A good literary agent will help an author focus an idea, respond to the writing, perhaps offer thoughts to give shape to the manuscript, assist in the creation of a strong proposal, know who will be interested in the project, have the relationships to get it in front of publishing decision-makers, solicit offers, walk the author through the decision-making process, negotiate the deal, and ensure contract compliance. Depending on the relationship the author and agent have, the literary agent may very well serve as encourager, timekeeper, counselor, career guidance officer, and sounding board to the author. Or the agent may serve as a business manager, helping the author map out the details of making a life in the arts.
Why is an agent necessary? Because most authors don’t necessarily know how to do all of those things, and need a specialist to assist them. And because a good agent brings access through his or her relationships in the industry. AND because publishers long ago realized the value of agents, and generally won’t look at unsolicited manuscripts, but ask that all proposals come through a legitimate agent. Think about selling your home — you can do it on your own (my wife and I have sold houses “by owner”), but it ain’t easy. You’ve got to educate yourself in order to make sure it’s all legal and that the deal is done appropriately and fairly. And if you own an expensive home, it’s awfully tough to sell it yourself — buyers want the professionalism that comes from having the assistance of a good realtor overseeing the sale. Similarly, when you sign a book contract, you’re agreeing to a series of legal clauses that will govern your book for as long as it’s in print. Having somebody help you through the process is always nice, and often necessary. Having someone assist you with the long-term view of a writing career is usually deemed important by most career authors.
I realize there’s an argument that “if we’re all nice Christians, we shouldn’t need an agent, but I haven’t found that to be true.

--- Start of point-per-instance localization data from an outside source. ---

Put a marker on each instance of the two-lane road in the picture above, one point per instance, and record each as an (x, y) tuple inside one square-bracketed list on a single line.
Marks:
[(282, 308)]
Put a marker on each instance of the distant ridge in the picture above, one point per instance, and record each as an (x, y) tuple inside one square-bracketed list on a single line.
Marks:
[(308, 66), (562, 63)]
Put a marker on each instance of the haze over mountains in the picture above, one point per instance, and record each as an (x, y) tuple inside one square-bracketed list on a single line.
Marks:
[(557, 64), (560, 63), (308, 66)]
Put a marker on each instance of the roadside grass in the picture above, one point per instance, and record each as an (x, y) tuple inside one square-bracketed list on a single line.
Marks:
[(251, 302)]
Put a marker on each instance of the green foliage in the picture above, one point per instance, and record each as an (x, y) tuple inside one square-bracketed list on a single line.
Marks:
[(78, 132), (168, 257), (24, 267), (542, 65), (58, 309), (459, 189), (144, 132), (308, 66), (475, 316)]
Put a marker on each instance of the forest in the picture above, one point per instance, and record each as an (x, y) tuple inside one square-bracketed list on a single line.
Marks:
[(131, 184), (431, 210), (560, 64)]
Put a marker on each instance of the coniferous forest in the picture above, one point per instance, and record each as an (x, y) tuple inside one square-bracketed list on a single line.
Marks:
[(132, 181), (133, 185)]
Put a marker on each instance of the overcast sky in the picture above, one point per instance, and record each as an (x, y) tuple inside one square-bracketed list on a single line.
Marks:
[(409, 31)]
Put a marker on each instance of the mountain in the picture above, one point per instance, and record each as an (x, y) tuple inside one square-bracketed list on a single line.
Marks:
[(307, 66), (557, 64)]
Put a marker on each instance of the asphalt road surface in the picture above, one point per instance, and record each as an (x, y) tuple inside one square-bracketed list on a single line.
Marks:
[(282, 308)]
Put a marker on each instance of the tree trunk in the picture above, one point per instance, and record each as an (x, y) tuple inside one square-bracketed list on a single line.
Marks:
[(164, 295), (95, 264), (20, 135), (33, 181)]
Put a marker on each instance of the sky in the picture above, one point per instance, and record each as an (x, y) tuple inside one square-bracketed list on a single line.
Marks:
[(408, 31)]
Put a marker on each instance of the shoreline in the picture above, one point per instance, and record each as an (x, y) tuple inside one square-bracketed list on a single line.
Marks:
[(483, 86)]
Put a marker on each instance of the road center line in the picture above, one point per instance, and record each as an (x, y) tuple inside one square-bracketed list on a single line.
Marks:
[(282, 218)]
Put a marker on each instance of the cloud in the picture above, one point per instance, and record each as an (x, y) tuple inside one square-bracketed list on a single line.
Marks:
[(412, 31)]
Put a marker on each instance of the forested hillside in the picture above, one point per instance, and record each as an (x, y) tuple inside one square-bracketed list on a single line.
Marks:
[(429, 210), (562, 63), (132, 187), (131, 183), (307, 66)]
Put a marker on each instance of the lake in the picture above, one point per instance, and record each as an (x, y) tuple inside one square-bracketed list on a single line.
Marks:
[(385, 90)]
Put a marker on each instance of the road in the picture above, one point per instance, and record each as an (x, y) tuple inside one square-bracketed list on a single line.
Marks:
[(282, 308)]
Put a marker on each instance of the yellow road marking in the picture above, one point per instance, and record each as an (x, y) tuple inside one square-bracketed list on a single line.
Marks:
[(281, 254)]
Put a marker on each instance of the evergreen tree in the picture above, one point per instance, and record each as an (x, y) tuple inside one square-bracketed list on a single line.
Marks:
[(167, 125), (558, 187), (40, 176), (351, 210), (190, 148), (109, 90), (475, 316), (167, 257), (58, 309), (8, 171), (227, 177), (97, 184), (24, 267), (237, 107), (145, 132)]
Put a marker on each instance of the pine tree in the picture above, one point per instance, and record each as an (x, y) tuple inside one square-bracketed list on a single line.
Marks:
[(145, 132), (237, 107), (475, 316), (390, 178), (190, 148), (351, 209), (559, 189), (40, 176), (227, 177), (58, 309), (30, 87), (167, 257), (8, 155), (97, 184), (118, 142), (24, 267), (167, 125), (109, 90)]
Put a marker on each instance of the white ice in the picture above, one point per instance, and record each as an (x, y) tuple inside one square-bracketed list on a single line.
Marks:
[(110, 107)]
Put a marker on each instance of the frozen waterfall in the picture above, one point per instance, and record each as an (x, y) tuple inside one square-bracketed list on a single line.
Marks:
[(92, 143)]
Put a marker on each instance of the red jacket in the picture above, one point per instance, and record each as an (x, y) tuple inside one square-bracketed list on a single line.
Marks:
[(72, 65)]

Take a look at the guys who created the novel THE SHACK, then pushed it onto the bestseller lists. I know the authors made a big deal about three participants not having an agent, that they did the whole deal on a handshake, that they trusted each other and were all Christians and they didn’t need anyone digging into their business and taking a percentage. Sounded great… until the book went nuts, the authors were looking at splitting a huge pile of money, and they all started suing one another. It got ugly, the whole partnership dissolved, and I notice nobody is now talking about how brilliant they all were to just shake hands and be buddies. The fact is, a good agent would have had things in place, in writing, to cover things like author credit and royalty splits.
So now I can finally get to the person who wrote to ask, “How can you have a ‘Christian’ agency and still work in the general market?”
My faith doesn’t stop me from doing my job. I know plenty of good people who are agents and authors and editors, and who work in the general market. None of us find it incongruent to have faith and also work in the general market. (On the other hand, I think it’s very difficult for a non-religious agent to work with CBA publishers. They don’t have the contacts, they can’t speak the language, and the Christian publishers simply don’t trust them.) So I routinely get people asking, “Do you only work with religious books?” After answering the question a thousand times, I’m used to it. The answer? No. I work with religious books as well as books that have no religion in them. I’m a person of faith, I’m open about that, and that infuses the books I like best. It helps shape some of the choices I make with books, but it does NOT keep me from representing a book just because the characters aren’t all shiny, or the language is bad, or the climax doesn’t end with a salvation prayer. My faith is endemic to who I am, and it certainly influences who I represent and which books I shop. (For example, I don’t do porn, even though there’s money in it, because I believe, ultimately, porn is destructive and evil.) But I don’t believe everyone I represent has to have the same faith I do, or share every point of doctrine with me. Nor do I believe all the books I represent have to have a faith element, nor that they all need to be set in a Christian world and populated with Christian characters. (This is what sometimes gets me into trouble with evangelicals. Too many believe we can’t just share the faith — we need to share the EXACT faith, and not be “incorrect” in any doctrinal points, or they’ll question if that individual is really part of their exclusive club. It’s the thing that drives me crazy about the hard-right evangelical world, quite frankly.) The fact is, I believe in the value of words, and my faith is broad enough to allow others to differ with me. Working in the general market isn’t a capitulation or compromise, at least for me. I hope that helps.